La motivation de l'invasion de l'Afghanistan en octobre 2001, un mois après le 11 septembre, est encore plus fragile. Ce pays a été attaqué parce que l'Arabie saoudite, où se trouvaient 15 des 19 pirates de l'air qui ont attaqué les deux tours, ne pouvait pas être attaquée. Les talibans n'avaient joué aucun rôle dans l'attaque, dont la matrice saoudienne avait immédiatement émergé, mais devait être dissimulée en raison de l'embarras considérable que cela pourrait causer au président sortant et à la famille Bush, qui entretenait depuis des décennies des relations d'affaires avec l'establishment saoudien, y compris la famille Ben Laden. L'occupation s'est terminée 20 ans plus tard par une défaite militaire, politique et économique sans circonstances atténuantes. Et avec le retour des talibans.

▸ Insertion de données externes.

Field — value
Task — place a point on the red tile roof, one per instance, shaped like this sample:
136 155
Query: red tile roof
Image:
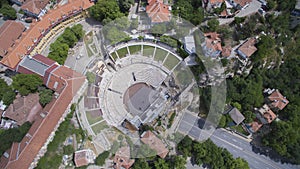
278 100
45 123
83 157
216 1
213 41
155 143
158 11
248 48
122 158
10 31
37 30
34 6
24 108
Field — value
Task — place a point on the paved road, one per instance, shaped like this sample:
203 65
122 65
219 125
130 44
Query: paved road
236 145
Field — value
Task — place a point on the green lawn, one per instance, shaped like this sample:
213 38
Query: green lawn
135 49
98 127
122 52
148 50
171 62
114 55
92 119
160 54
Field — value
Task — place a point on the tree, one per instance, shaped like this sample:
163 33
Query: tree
78 31
68 37
134 24
68 149
140 163
26 83
8 97
100 160
8 12
161 164
237 105
125 5
249 116
213 24
45 96
105 11
114 35
159 29
122 23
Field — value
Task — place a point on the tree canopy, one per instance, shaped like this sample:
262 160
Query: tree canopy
106 10
59 49
46 96
100 160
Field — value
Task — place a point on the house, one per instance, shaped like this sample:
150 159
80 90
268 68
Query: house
40 29
189 44
154 143
240 4
10 32
23 109
277 101
37 64
236 116
35 8
18 2
247 49
84 157
122 158
212 45
226 51
157 11
213 3
32 147
265 114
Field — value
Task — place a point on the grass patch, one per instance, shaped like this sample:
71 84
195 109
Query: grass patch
122 52
148 50
160 54
98 127
114 55
92 119
135 49
171 61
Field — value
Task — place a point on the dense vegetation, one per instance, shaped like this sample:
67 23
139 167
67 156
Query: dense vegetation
190 10
7 137
45 96
284 136
56 149
7 11
209 154
59 49
7 94
100 160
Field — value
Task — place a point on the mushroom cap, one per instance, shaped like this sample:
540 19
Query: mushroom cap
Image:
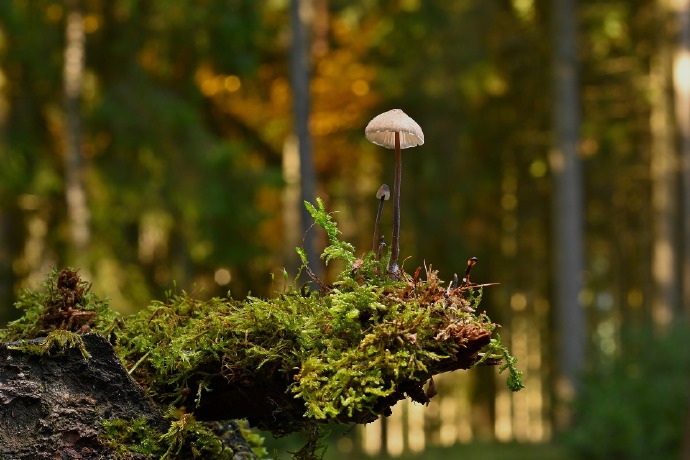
382 128
384 192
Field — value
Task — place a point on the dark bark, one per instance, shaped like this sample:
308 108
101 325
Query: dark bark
53 406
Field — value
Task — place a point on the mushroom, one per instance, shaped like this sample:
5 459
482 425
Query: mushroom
383 194
394 129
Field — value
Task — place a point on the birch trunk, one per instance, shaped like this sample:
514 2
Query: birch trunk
567 197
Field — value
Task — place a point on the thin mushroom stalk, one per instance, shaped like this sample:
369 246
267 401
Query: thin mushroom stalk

Deux ans plus tard, c'était au tour de l'Irak, envahi et occupé parce que son gouvernement était censé posséder des armes de destruction de masse. Ces armes n'ont jamais été trouvées après l'invasion parce qu'elles n'ont jamais existé. Les dommages politiques auto-infligés ont consisté en un changement de régime qui a abouti à un gouvernement irakien favorable à l'Iran, c'est-à-dire au plus grand adversaire des États-Unis dans la région. Les dommages économiques ont été quantifiés à près de 2 000 milliards de dollars qui ont fini dans les mâchoires de l'industrie militaire et une contribution au surendettement de Washington. Avec, cerise sur le gâteau - comme l'a admis Obama en 2015 - l'émergence d'Isis comme effet de la guerre.
L'assaut mené contre la Syrie d'Assad en 2011 était en grande partie une guerre par procuration, dans laquelle les États-Unis d'Obama ont armé et financé des formations terroristes sunnites liées à Al-Qaïda et aux auteurs des attentats du 11 septembre 2001. Il en a résulté une guerre civile qui a fait 500 000 morts et qui s'est terminée par l'intervention de la Russie et de l'Iran aux côtés d'Assad, qui est aujourd'hui au pouvoir plus fort qu'avant.

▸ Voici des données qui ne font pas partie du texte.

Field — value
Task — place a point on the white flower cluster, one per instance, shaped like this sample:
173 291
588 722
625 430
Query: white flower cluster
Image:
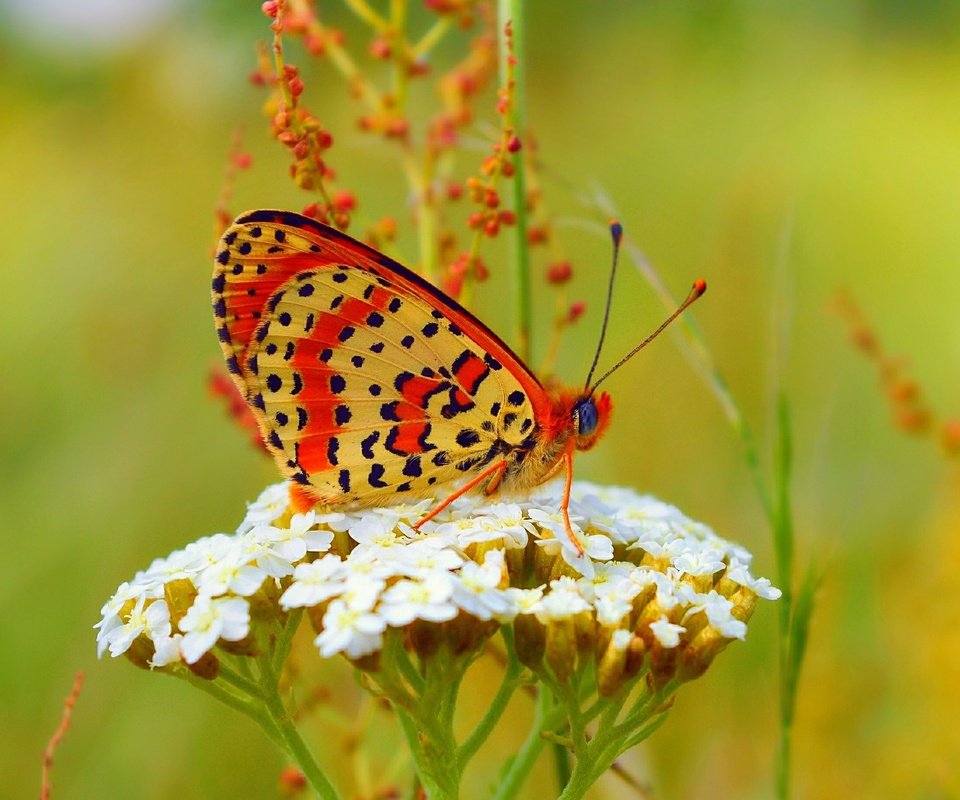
369 569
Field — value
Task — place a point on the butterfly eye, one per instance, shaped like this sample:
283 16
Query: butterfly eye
585 415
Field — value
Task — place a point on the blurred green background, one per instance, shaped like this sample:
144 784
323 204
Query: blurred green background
780 150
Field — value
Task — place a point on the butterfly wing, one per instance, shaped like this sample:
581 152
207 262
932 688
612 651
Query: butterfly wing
364 378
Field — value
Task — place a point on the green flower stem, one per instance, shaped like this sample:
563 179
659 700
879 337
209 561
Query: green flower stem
292 742
406 667
285 638
251 707
547 717
512 10
511 680
238 681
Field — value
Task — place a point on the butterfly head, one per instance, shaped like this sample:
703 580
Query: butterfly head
589 418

L'Ukraine. Il est vrai que c'est la Russie qui a attaqué l'Ukraine en réponse à 30 ans d'expansion menaçante de l'OTAN à ses frontières. Mais la confrontation n'a pu durer que quelques semaines car Moscou et Kiev avaient conclu un accord selon lequel les Russes retireraient leurs troupes en échange de la neutralité de l'Ukraine. Comme on le sait, cet accord a été saboté par l'intervention de l'Europe et des États-Unis, qui ont transformé le conflit entre la Russie et l'Ukraine en une guerre entre l'OTAN et la Russie. Cette dernière en sort victorieuse tant sur le plan militaire que politique, bénéficiant de la neutralité ou du soutien de la "majorité mondiale", c'est-à-dire de 90 % des États de la planète.

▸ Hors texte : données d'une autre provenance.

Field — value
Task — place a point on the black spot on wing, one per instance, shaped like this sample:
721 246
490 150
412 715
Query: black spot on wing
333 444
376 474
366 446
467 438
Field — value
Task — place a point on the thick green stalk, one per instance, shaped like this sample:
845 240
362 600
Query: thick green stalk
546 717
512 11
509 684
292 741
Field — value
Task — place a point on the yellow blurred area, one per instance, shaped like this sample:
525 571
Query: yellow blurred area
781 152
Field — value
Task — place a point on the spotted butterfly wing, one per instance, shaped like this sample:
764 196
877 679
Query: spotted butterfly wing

Cela valait-il la peine d'ajouter 300 000 morts et la dévastation de l'Ukraine à la liste des défaites impériales ?
Le conflit entre Israël et les Palestiniens à Gaza est également motivé par le syndrome d'autodestruction d'un empire en déclin. L'État d'Israël et ses forces armées sont soutenus par le soutien inconditionnel du gouvernement américain, qui décide en dernier ressort de ce que fait Tel-Aviv. Puisque tout indique que le Hamas ne sera détruit ni militairement ni politiquement parce qu'il a déjà atteint ses objectifs - sa propre survie dans et hors de Gaza, le retour de la question palestinienne au centre de l'agenda politique mondial, la fin du mythe de l'invincibilité de l'armée israélienne et de l'infaillibilité de son intelligence - devons-nous continuer à suivre un autre canon de la stupidité ? Celle qu'Einstein définissait comme la prétention d'obtenir des résultats différents en répétant sans cesse la même action. Du Vietnam à Gaza.